Credit Scores

Morgan Stanley tops estimates on better-than-expected bond trading revenue

On Wednesday, Morgan Stanley reported better-than-expected trading results for the first quarter. Earnings for the New York-based bank fell 19% to $2.98 billion, or $1.70 per share, from a year earlier due to declines in investment banking and trading. Company-wide revenue slipped 2% to $14.52 billion. As revenues declined, expenses at the bank increased by 4% to $10.52 billion, primarily due to higher-than-expected compensation costs. Expenses were $430 million higher than the StreetAccount estimate. In a research note, analyst Mike Mayo of Wells Fargo said that higher costs helped hurt profit margins at the bank’s wealth division and investment bank. Also, he stated that the bank would have earned $1.64 per share without the benefit of a low tax rate. Morgan Stanley shares rose less than 1% in midday trading after falling as much as 4% in premarket action.
Morgan Stanley has grown into a wealth management giant under the leadership of CEO James Gorman. The Bank’s major revenue source is wealth and investment management, a steadier business that helps to offset the volatility of its trading and banking operations. “The investments we have made in our wealth management business continue to bear fruit as we added a robust $110 billion in net new assets this quarter,” Gorman said in an earnings release. “Equity and fixed Income revenues were strong, although investment banking activity continued to be constrained.” Revenue for wealth management increased 11% from the year-earlier period to $6.56 billion, in line with StreetAccount’s estimates. The increase was attributed to increased net interest income, offset by lower asset management revenues as markets declined.

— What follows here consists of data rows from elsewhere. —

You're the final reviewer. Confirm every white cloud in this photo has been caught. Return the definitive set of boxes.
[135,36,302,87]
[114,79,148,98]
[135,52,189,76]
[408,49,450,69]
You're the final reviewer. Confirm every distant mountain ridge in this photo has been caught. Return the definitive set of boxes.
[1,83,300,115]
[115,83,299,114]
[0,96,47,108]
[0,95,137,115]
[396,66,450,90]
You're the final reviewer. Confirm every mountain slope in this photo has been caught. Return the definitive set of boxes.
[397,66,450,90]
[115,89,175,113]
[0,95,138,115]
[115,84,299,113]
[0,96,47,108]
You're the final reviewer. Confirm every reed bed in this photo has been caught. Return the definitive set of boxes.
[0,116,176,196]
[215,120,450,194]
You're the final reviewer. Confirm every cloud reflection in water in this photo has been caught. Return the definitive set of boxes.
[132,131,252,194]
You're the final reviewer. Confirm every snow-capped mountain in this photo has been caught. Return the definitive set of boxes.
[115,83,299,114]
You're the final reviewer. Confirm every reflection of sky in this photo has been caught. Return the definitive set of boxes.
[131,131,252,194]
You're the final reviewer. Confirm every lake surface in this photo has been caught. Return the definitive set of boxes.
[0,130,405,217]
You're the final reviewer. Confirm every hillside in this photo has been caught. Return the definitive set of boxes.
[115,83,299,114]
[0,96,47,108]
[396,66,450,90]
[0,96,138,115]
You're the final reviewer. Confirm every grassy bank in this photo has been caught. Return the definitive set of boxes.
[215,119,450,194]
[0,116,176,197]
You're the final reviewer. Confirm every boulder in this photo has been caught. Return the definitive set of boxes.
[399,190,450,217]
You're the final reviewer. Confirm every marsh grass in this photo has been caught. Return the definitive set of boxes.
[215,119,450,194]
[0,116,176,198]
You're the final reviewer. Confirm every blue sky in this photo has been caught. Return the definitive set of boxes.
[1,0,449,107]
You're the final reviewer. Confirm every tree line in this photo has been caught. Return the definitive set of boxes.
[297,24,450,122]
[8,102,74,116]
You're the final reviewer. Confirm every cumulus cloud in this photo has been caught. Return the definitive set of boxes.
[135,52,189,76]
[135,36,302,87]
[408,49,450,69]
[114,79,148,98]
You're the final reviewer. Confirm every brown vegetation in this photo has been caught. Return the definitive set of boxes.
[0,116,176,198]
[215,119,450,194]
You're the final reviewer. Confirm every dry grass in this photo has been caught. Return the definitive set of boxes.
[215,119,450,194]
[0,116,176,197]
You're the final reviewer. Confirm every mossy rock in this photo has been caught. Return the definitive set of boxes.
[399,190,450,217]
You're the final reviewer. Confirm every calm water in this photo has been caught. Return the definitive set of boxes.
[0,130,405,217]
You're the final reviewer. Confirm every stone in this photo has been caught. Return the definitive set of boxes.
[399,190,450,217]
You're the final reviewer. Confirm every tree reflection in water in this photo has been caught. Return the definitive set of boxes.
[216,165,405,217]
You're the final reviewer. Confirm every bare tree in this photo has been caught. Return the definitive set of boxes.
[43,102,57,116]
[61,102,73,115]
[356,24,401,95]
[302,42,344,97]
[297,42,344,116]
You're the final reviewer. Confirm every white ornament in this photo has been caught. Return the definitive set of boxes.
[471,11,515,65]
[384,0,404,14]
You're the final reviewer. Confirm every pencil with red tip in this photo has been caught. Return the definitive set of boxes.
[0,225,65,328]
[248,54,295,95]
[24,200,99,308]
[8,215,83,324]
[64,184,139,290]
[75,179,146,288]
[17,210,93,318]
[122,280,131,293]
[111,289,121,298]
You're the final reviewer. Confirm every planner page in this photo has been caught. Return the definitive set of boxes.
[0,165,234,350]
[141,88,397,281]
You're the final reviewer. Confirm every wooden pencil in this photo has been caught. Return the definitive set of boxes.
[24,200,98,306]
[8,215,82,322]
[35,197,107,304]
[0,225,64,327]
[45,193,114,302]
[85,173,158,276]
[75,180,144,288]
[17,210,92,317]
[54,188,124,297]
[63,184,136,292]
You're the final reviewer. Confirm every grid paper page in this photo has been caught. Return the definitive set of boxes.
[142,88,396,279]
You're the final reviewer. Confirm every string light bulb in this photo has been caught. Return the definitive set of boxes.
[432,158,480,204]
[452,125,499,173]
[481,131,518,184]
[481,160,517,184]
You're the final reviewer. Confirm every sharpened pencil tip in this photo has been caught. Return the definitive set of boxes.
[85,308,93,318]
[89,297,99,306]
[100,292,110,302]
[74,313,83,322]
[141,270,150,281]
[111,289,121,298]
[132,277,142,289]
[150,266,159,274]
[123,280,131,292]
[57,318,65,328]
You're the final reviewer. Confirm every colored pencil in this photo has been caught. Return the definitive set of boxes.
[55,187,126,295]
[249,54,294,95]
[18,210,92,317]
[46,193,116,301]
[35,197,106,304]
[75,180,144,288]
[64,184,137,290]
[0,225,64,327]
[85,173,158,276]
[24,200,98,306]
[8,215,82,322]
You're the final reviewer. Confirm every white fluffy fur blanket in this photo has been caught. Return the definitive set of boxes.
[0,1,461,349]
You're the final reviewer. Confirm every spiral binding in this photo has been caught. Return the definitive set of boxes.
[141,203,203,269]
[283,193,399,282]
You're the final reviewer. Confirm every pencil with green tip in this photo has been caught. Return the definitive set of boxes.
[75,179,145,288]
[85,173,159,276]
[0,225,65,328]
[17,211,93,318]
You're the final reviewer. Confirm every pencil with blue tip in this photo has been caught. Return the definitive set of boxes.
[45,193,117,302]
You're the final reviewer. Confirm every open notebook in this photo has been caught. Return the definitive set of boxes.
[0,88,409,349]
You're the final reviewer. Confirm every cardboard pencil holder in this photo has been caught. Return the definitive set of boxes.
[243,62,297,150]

The first-quarter trading revenue of Morgan Stanley decreased from a year ago as Wall Street came down from a Covid pandemic-era boom, but the traders were able to surpass expectations by approximately $250 million. The bank’s fixed-income traders generated $2.58 billion in revenue, exceeding StreetAccount’s estimate of $2.33 billion. Equities trading revenue of $2.73 billion edged out the $2.65 billion estimate. Investment banking revenue dropped 24% to $1.25 billion on fewer completed M&A deals and lower stock and debt issuance, edging out the $1.2 billion estimate. Finally, investment management, the bank’s smallest business, saw revenue decline 3% to $1.29 billion, just below the $1.34 billion estimate, as management fees fell.